MPAA is right. The First Amendment generally prohibits using legal processes to regulate the opinions expressed by others, no matter how noble the purpose. In fact, the slippery slope of censorship is one of the primary reasons why courts and legislatures can almost never regulate speech based on its content: if one form of “harmful” speech is banned or limited, it’s hard to avoid banning or limiting speech on every subject that some powerful interest finds harmful. We expect that MPAA will prevail in this lawsuit.
But there’s an irony to MPAA’s position in this lawsuit, because at the same time it fights to protect the ratings board against co-opting by special interests, the trade association is also trying to co-opt other powerful private gatekeepers of speech into advancing MPAA’s own special interest: copyright enforcement.
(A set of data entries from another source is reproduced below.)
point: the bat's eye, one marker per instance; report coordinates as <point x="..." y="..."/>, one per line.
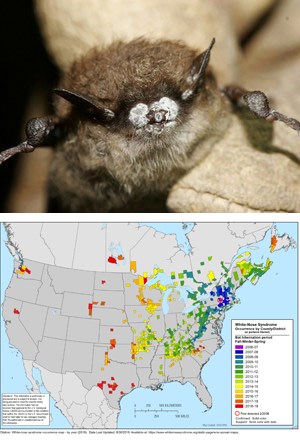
<point x="156" y="116"/>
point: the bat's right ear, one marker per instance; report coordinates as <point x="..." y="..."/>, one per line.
<point x="196" y="75"/>
<point x="86" y="105"/>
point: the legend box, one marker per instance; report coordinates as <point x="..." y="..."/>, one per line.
<point x="262" y="372"/>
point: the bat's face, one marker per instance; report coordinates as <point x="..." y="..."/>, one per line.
<point x="144" y="93"/>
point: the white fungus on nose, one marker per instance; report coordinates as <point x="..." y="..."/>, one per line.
<point x="165" y="109"/>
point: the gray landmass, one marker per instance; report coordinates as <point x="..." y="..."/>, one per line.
<point x="97" y="335"/>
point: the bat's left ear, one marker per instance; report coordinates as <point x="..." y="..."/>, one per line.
<point x="196" y="74"/>
<point x="86" y="105"/>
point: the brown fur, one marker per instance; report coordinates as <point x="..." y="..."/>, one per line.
<point x="109" y="166"/>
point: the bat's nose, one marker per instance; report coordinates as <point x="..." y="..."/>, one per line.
<point x="156" y="117"/>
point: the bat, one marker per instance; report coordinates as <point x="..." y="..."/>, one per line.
<point x="131" y="119"/>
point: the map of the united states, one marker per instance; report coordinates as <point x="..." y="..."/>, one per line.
<point x="103" y="309"/>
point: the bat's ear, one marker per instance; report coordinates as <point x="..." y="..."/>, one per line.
<point x="196" y="74"/>
<point x="86" y="105"/>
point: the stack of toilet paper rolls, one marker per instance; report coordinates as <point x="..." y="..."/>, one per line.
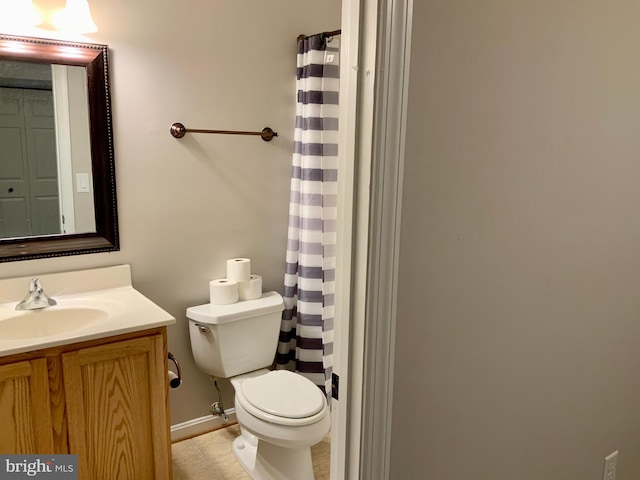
<point x="240" y="284"/>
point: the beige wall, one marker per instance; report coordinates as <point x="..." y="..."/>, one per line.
<point x="518" y="335"/>
<point x="185" y="206"/>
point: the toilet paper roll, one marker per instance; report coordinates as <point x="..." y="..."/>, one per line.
<point x="223" y="291"/>
<point x="252" y="289"/>
<point x="174" y="380"/>
<point x="239" y="269"/>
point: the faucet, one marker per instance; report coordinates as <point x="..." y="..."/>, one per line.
<point x="36" y="298"/>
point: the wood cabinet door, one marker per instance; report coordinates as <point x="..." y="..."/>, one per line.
<point x="24" y="408"/>
<point x="117" y="412"/>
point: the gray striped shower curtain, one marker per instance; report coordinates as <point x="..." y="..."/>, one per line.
<point x="306" y="335"/>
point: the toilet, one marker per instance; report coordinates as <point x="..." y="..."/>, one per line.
<point x="281" y="414"/>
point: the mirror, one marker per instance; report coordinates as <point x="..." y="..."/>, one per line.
<point x="57" y="174"/>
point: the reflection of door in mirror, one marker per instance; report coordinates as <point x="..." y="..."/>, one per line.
<point x="44" y="146"/>
<point x="28" y="168"/>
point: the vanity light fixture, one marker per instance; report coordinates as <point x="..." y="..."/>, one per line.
<point x="18" y="13"/>
<point x="75" y="18"/>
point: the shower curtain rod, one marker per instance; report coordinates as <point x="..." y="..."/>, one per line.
<point x="302" y="36"/>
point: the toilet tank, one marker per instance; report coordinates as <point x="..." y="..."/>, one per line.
<point x="228" y="340"/>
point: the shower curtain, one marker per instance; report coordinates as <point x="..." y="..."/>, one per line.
<point x="306" y="334"/>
Internet intermediaries like webhosts, domain name registrars, search engines, and third-party platforms are, like MPAA’s ratings board, private organizations that stand between speakers and their audiences. Their roles give them power to suppress speech, by making it harder for audiences to access, or even making entire sites disappear from the Internet.
Power, once again, creates temptation. This year, MPAA made agreements with two domain name registries, Donuts and Radix, which control new top-level Internet domains such as .movie, .online, and .site. Both registries agreed to receive accusations from MPAA that particular websites are engaged in copyright infringement, and to consider taking away those websites’ domain names. MPAA, along with other representatives of major entertainment companies, has also been pushing ICANN, the group that oversees the domain name system, to mandate this new copyright enforcement regime worldwide.
There are many problems with this initiative, which we’ll be exploring in the coming weeks. But one lesson that MPAA should have learned this year is that once one special interest obtains power to block the channels of communication, others will come knocking. Many powerful interests want the power to edit the Internet, from corporations and wealthy individuals who want to suppress criticism to repressive governments seeking to quash dissent. Some may even have widely supported (though controversial) social goals, like stopping “hate speech,” blasphemy, or pornography. Like the plaintiff in the Forsyth case, all of these folks want these private companies and systems “to perform a different function . . . one [they] make no claim to serve.” Just as MPAA is right to worry that the Forsyth case could open the door to more control of the ratings board by various special interests, new copyright enforcement systems will quickly become enforcement systems for all kinds of speech that a corporation or government declares to be dangerous.
This has already happened in the copyright realm: Major ISPs in the United Kingdom are now required to block their customers from reaching entire websites that are deemed to be copyright infringers, using a system that was originally set up to block child pornography.
But, you might say, copyright is a law, while preventing smoking is simply a policy goal. But just as MPAA has no legal duty to promote a zero-tolerance message about smoking, intermediaries have no legal duty to police the Internet for copyright infringement, or to prevent their users from infringing. And just as laws on “hate speech,” blasphemy, and sedition vary widely between countries, copyright is not the same everywhere. Depictions of tobacco use are themselves subject to strict “plain packaging” laws in some countries. The more Intermediaries on the global Internet are co-opted into regulating content, the more pressure they will face to apply the standards of the most censorious countries and organizations.
In the coming weeks, we’ll be exploring how speech on the Internet is being controlled by private agreements, and how Internet users can demand accountability and transparency in these Shadow Regulations. For now, even if the Forsyth case is quickly thrown out of court, it should serve as a cautionary tale: build a system that can regulate the speech of others, and the censors will beat a path to your door.